# Can AIB see my savings in Boi



## barepockets (15 May 2013)

Hi,

I'm currently dealing with ACC, - got go ahead to sell 4 sites and they want a Sworn statement of affairs and want me to sign dev of confidentiality 

AIB - I'm hoping they will give go ahead to sell shortly

Question. I have some savings in a current account in BOI ireland and Ulster bank in north which  ACC or AIB  dont know about

Should I tell them or can they see it anyway. My friend is telling me to put it into prize bonds.


----------



## Palerider (15 May 2013)

Banks have no visibility on any accounts held in other unconnected institutions but of course you are proposing not to show these on a sworn statement of means, your choice, you are swearing it.


----------



## barepockets (15 May 2013)

Thanks palerider.

 Yeah that's my dilemma I might be as we'll to be up front and honest


----------



## Luternau (15 May 2013)

Remember this is a public forum and ACC may be reading this-are you identifable by what you wrote? (selling 4 sites, has business with AIB, who like that have we requested a statement of means from)...narrows it down a lot. 
What if they reject your statement of means and block sale of property etc?


----------



## Commercial (16 May 2013)

While banks are not able to see what monies are on deposit in other banks, they could simply pick up the phone to a former colleague in Bank of Ireland. give your name and DOB and hey presto.
Bankers move around to other Banks on a regular basis
They can't state that they know you have savings, but they know it and could follow you for it by squeezing you.
I would take it out of the bank for a few months at least


----------



## Jim2007 (16 May 2013)

Commercial said:


> While banks are not able to see what monies are on deposit in other banks, they could simply pick up the phone to a former colleague in Bank of Ireland. give your name and DOB and hey presto.
> Bankers move around to other Banks on a regular basis
> They can't state that they know you have savings, but they know it and could follow you for it by squeezing you.
> I would take it out of the bank for a few months at least



Ideal speculation!  First of all bank staff have very limited access to client information, they are restricted to their assigned customers - an individual, a team, a section, a branch and so on.  And secondly every access to client information is logged and any unusual patterns flagged up to legal and compliance officers for investigation.  Finally unless the person is involved in either wealthy management or investment banking, they rearily switch banks, but may from time to time move to a different branch or roll.

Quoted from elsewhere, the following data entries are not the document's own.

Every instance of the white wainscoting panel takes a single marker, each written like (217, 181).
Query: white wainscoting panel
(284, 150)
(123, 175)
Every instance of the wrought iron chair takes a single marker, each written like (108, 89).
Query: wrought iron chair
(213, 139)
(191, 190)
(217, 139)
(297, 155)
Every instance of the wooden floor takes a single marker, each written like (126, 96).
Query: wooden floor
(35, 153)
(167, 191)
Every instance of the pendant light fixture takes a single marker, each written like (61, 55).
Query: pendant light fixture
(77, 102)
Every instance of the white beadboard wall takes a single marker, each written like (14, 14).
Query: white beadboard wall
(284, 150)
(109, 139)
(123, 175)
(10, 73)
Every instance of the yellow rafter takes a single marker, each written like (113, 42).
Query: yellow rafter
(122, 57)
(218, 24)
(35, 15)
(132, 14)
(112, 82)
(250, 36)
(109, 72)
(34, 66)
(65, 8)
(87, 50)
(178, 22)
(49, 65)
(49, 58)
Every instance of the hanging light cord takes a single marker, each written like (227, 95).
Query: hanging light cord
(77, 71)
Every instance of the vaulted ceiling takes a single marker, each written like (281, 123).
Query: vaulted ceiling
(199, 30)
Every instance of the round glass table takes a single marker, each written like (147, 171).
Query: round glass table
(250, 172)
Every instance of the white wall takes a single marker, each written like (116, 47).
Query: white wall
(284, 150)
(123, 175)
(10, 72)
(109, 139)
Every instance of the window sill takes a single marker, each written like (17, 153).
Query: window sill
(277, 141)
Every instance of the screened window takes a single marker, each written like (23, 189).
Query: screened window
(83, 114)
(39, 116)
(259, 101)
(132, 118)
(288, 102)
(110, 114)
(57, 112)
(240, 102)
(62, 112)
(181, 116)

So the idea of bank staff randomly looking up client details for their mates is extremely unlikely and more than their job is worth.


----------



## Commercial (16 May 2013)

Hi Jim. I have worked in a bank in Ireland and none of the information was limited to the relationship manager. I have also been into the offices of a large bank in Ireland who could look up clients there and then once I gave them the name and DOB.
So it is indeed not speculation!!

I know of many bankers who have moved within the last 12 months from one bank to another and they were all involved in lending or debt restructuring.

I have first hand experience of them looking up clients randomly


----------



## Jim2007 (16 May 2013)

barepockets said:


> Hi,
> 
> I'm currently dealing with ACC, - got go ahead to sell 4 sites and they want a Sworn statement of affairs and want me to sign dev of confidentiality
> 
> ...



Well first of all a bank des not have acces to your account information at another bank, but that does not mean that they can't find out about it.  

For instance every transfer back and forth between banks carries the full details of each account involved, so if you ever made a transfer between the two banks they'd know of the existence of the account, but not the details.

An unusual series of transactions or a single large transaction might lead them to conclude that you were stashing some of your cash elsewhere.  Or a review of your live style as opposed to your banking transactions might suggest to them that they are not seeing the full picture.

So in conclusion while they don't have access to your details at other banks, it is certainly possible for them to become aware that you are not being entirely upfront with them.  And in any court proceedings they could be motivated to seek on order for discovery.  Needless to say having provided false information under oath would put you at a disadvantage in such proceedings.


----------



## Bronte (16 May 2013)

I fully agree with Commercial's experiences as related on here. When I was first on AAM I mentioned something that had happened between my parents who banked respectively with AIB and BofI. Not going to go into the story here now, but from that and other observations for many years of bankers I've never ever trusted a banker.  

All it takes is a phone call between any two banks. Ireland is very small. And with technology getting smaller.


----------